Consider an agent team that heavily relies on radio communication, so that it can be formed only if “The expected probability of packet delivery over the radio is 90 percent or more, evaluated over the last hour with a confidence of 95%.” (Technically, such parameters can be set in the RCRS simulator.) This would be captured in TCOEL as msgDelivery (time - 3600, time).probability > 0.9 withConfidence 0.95, where msgDelivery is a Boolean time series recording whether an expected packet was received or not. The whole expression denotes a one-sided statistical test whether one can reject the null hypothesis that the samples over the last hour have the probability of being true less or equal to 0.9 with significance level α = 0.05.

4.3 TCOEF

TCOEF is a runtime framework (middleware in the form of a Scala library) which executes the individual steps of component’s MAPE-K loop and takes care of resolving ensembles. Furthermore, it provides a basic extensible library of reusable traits (Sect. 4B).

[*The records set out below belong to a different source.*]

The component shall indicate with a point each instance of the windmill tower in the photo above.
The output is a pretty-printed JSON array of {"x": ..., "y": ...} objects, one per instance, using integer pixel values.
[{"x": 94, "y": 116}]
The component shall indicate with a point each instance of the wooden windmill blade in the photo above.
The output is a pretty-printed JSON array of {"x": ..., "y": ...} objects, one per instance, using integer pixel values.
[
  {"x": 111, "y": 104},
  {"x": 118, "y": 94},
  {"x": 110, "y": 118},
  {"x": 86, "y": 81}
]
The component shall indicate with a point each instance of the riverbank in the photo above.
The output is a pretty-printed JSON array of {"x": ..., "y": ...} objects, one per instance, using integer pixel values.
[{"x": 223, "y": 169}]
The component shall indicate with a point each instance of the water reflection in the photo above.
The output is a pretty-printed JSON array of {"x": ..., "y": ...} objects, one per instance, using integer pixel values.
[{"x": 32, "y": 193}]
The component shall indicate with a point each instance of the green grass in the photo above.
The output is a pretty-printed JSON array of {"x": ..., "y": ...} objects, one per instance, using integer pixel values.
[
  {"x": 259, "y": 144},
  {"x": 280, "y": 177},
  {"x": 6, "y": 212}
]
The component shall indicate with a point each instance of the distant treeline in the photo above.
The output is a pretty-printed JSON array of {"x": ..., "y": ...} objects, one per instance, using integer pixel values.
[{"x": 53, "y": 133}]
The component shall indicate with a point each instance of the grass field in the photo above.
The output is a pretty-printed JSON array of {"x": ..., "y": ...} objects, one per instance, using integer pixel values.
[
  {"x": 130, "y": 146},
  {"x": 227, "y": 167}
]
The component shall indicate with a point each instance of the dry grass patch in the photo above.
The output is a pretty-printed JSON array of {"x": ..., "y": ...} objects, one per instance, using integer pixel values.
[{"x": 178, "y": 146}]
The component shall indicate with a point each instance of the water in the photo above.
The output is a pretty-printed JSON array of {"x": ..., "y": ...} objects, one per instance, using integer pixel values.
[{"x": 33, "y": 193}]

Internally, TCOEF translates the component instances and ensemble types to a constraint optimization problem (COP) that describes optimal instantiation of ensembles as defined in Definition 4. The COP which encodes instantiation of ensembles based on their respective ensemble instance templates \( \left( {E_{i} , V_{P}^{i} } \right) \) as generated by functions gsdom (Definition 1). This instantiation starts from root ensembles instances (Definition 3 and line 42 in Fig. 1) and goes recursively over the sub-ensemble groups (i.e., G in Definition 1). The membership of a component in an ensemble instance and sub-ensemble instances is encoded as Boolean variables. Membership conditions are encoded as hard constraints and utility functions as soft constraints. The rules that determine whether an ensemble is valid (Definition 2) and determine ensemble hierarchies are also encoded as hard constraints.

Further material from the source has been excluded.